Kevin Rudy 15 April, 2016

When it comes to statistical analyses, collecting a large enough sample size is essential to obtaining quality results. If your sample size is too small, confidence intervals may be too wide to be useful, linear models may lack necessary precision, and control charts may get so out of control that they become self-aware and rise up against humankind.

NFL and MLB Logos

Okay,that last point may have been over-exaggerated, but you get the idea. 

However, sometimes collecting a large sample size is easier said than done. Financial or time constraints often limit the number of observations we can collect.

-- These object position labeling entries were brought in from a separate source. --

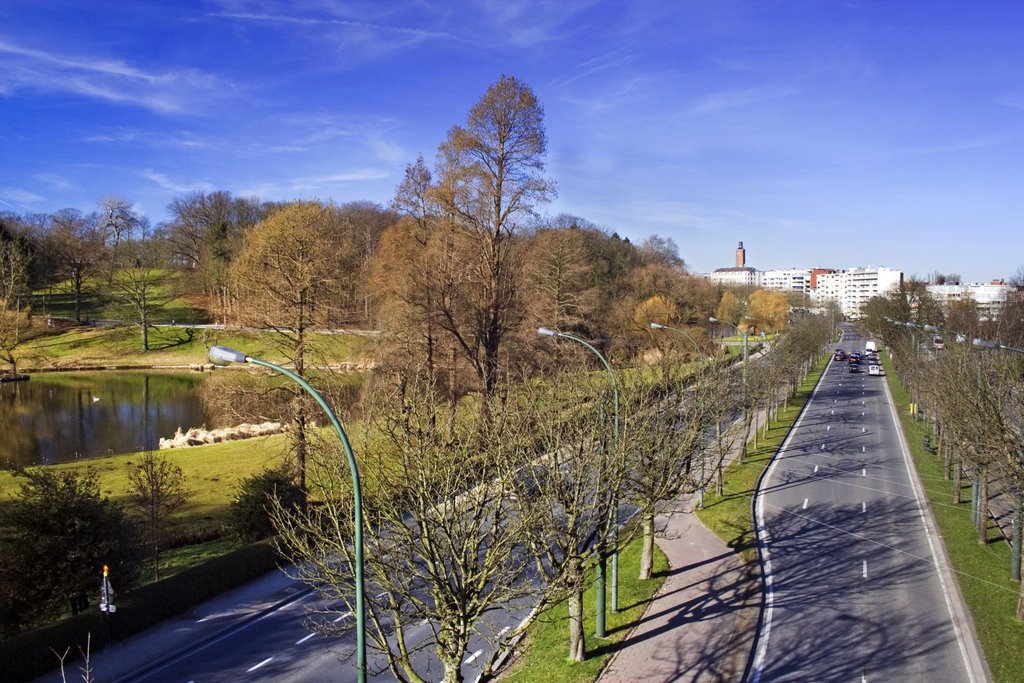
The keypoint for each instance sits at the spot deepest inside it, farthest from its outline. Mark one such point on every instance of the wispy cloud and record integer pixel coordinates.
(157, 139)
(18, 196)
(739, 98)
(108, 80)
(165, 182)
(312, 183)
(359, 39)
(55, 181)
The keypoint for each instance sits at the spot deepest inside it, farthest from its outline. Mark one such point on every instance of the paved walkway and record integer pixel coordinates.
(699, 627)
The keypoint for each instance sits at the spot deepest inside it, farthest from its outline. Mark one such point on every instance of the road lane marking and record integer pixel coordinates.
(760, 534)
(266, 660)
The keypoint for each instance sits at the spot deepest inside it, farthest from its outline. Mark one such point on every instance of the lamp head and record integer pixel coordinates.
(221, 355)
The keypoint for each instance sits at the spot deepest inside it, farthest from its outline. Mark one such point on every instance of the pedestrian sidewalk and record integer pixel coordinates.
(701, 624)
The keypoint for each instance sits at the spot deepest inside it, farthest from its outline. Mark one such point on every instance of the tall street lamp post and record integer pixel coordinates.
(701, 354)
(601, 561)
(222, 355)
(1015, 554)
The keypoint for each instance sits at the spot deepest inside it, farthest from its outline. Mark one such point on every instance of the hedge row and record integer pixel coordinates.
(32, 654)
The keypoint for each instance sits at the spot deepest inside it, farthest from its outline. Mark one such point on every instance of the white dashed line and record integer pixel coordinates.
(266, 660)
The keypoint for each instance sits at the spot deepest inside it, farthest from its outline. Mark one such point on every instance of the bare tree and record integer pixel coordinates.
(448, 545)
(286, 279)
(668, 432)
(569, 492)
(157, 488)
(488, 183)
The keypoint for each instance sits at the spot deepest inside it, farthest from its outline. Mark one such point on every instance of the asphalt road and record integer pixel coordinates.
(853, 588)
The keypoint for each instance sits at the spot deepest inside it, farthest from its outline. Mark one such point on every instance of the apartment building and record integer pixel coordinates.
(852, 288)
(988, 298)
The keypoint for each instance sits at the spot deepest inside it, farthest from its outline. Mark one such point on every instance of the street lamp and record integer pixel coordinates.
(696, 347)
(986, 343)
(718, 426)
(601, 561)
(222, 355)
(1016, 542)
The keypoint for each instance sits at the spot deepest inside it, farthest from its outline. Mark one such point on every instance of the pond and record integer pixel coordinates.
(61, 417)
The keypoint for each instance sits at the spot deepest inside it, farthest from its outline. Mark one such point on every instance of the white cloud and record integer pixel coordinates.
(737, 98)
(165, 182)
(18, 196)
(108, 80)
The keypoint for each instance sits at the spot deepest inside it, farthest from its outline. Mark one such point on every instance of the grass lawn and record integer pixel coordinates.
(982, 571)
(100, 346)
(545, 649)
(212, 472)
(730, 515)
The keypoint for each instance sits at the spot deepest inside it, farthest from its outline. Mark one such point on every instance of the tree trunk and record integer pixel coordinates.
(647, 549)
(578, 645)
(983, 507)
(1020, 603)
(957, 473)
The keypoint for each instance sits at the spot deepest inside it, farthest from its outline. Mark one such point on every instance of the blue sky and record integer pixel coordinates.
(819, 132)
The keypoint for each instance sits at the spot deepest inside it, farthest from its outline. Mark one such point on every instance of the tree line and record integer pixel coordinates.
(503, 468)
(971, 395)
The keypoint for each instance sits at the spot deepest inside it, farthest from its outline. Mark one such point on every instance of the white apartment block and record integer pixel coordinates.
(788, 280)
(736, 275)
(852, 288)
(988, 298)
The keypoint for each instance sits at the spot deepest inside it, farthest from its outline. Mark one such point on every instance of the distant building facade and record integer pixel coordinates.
(852, 288)
(739, 274)
(787, 280)
(988, 298)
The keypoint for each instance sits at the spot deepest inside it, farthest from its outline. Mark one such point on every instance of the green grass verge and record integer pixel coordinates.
(730, 515)
(545, 649)
(212, 472)
(982, 571)
(100, 347)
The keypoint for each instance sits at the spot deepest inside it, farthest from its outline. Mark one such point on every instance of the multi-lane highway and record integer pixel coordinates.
(854, 591)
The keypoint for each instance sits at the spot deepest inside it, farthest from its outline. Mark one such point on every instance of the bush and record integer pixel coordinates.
(249, 516)
(33, 654)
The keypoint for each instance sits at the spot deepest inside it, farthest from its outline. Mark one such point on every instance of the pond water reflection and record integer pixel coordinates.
(60, 417)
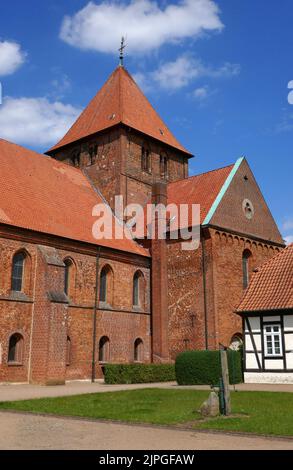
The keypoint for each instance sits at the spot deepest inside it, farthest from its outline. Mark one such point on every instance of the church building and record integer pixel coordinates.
(69, 303)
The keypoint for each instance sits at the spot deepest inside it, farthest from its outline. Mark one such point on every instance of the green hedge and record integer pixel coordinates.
(204, 367)
(138, 373)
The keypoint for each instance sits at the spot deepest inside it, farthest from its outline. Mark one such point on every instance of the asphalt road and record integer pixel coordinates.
(24, 432)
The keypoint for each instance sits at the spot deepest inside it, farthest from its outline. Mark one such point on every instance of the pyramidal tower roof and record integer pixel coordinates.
(119, 101)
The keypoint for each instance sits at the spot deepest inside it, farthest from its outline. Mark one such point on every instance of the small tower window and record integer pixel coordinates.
(138, 350)
(164, 166)
(104, 349)
(145, 159)
(246, 259)
(18, 264)
(106, 285)
(15, 349)
(68, 351)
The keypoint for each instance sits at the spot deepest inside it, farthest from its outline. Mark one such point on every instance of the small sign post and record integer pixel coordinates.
(225, 376)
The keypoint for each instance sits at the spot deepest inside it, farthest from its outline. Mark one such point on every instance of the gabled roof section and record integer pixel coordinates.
(202, 189)
(41, 194)
(271, 286)
(119, 101)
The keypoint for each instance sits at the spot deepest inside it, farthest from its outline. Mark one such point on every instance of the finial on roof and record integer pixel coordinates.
(121, 50)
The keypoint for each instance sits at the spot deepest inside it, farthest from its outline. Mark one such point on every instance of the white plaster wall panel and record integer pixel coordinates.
(274, 364)
(269, 319)
(289, 360)
(251, 362)
(288, 322)
(269, 378)
(254, 323)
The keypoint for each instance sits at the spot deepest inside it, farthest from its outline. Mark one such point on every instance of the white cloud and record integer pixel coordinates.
(179, 73)
(147, 25)
(288, 224)
(60, 85)
(201, 93)
(35, 121)
(11, 57)
(184, 70)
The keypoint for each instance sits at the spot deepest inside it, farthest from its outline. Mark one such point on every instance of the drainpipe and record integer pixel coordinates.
(95, 317)
(205, 292)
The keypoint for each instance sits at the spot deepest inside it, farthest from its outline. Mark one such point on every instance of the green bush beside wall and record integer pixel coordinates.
(138, 373)
(204, 367)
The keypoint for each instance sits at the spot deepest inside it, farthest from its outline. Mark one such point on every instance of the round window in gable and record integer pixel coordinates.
(248, 209)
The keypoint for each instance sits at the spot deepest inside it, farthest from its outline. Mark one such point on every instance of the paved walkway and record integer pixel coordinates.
(23, 432)
(24, 391)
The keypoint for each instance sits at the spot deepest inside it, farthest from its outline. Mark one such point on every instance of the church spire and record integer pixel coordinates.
(121, 50)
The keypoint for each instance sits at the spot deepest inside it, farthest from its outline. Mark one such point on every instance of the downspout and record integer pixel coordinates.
(95, 317)
(205, 293)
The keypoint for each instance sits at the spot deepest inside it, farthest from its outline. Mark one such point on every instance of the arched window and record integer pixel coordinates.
(67, 275)
(75, 159)
(246, 257)
(138, 290)
(15, 348)
(138, 350)
(145, 159)
(106, 285)
(18, 263)
(164, 166)
(236, 342)
(68, 351)
(104, 349)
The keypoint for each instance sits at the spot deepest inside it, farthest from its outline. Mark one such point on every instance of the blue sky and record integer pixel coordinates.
(216, 71)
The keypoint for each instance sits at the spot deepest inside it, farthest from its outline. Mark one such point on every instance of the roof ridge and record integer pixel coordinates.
(258, 269)
(203, 173)
(43, 155)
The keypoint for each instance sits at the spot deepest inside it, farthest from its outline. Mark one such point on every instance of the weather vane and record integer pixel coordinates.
(121, 50)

And in the world of sports, there is no better example of this than the NFL.

Football is a violent sport, so the players need a week to rest and recover between games. This time constraint limits the regular season to only 16 games. This is very small compared to the other major American leagues—hockey, basketball, and baseball. The NHL and NBA both play a 82-game season, while MLB plays 162 games!

But we never consider the sample size when we consider the best and worst teams in the NFL. It's not uncommon to see teams with sub-par records come back and have a great record the following year, or vice versa. We'll often credit/blame coaches and quarterbacks, but did you ever hear a sports analyst just say "Hey, sometimes crazy things can happen over a 16-game sample"? And we're almost at the point in the MLB baseball season where most teams have played 16 games.

That makes me wonder, what would baseball look like if they only played 16 games?

Looking at Major League Baseball as a 16-Game Season

I took the previous 10 seasons and recorded every MLB team's record in their first 16 games. I also looked at their final record to get a good estimate of their "true" winning percentage. The fitted line plot below shows the relationship between a baseball team's winning percentage in their first 16 games and their final winning percentage.

Fitted Line Plot

The relationship isn't completely random, as a higher winning percentage in your first 16 means you're more likely to have a better final winning percentage. But it's not a very strong relationship, as only 20.2% of the variation in a team's final winning percentage is explained by their winning percentage in the first 16 games.

Observations toward the bottom right show teams that started off with a very strong record but ended up in the bottom of the league. You can see that the Colorado Rockies have a habit of doing this. But the more interesting teams are in the top left corner. These are teams that started out slow but ended up as one of the best teams in the league. In fact, there were 31 teams that started .500 or worse in their first 16 games and ended up making the playoffs. That's 35% of all playoff teams in the last 10 years! Four teams that stand out are the Rays, Rockies, Rangers, and Phillies. The Rays, Rockies and Rangers were all sub-.500 and in last place in their division after the first 16 games—and all three ended up making it to the World Series that same year. And the Phillies were 8-8 and in third place after 16 games of the 2008 season. That would have put them out of the playoffs. But with a larger sample, they finished first in their division and ended up winning the World Series!

Can a Small Sample be Good?

In the world of sports, a small sample size isn't necessarily a bad thing. Small samples definitely make things entertaining. For example, just compare the first round of the NCAA tournament (single elimination) to the first round of the NBA playoffs (7 game series). The former has upsets galore (East Tennessee St over Michigan St anyone?) that would never be near impossible in a 7 game game series. And the variance that can occur in an NFL regular season certainly contributes to it being more popular than the marathon that is the MLB regular season. Larger samples help determine who the better team is, but the unpredictability that we love in sports is greatly helped by smaller samples.

Of course, the quality world varies greatly from sports entertainment. Usually, we want all the observations we can get to improve the reliability of our results. Just make sure that you don't collect such a large sample that statistically significant results aren't practical to your situation. Luckily, Minitab Statistical Software offers power and sample size analyses to help you determine how much data to collect. You want enough data to ensure you'll reliable results without spending extra time and money on unnecessary observations. 

And remember, when that NFL team comes out of nowhere to win their division next year; it could be the coach, it could be the quarterback...or it could just be the sample size!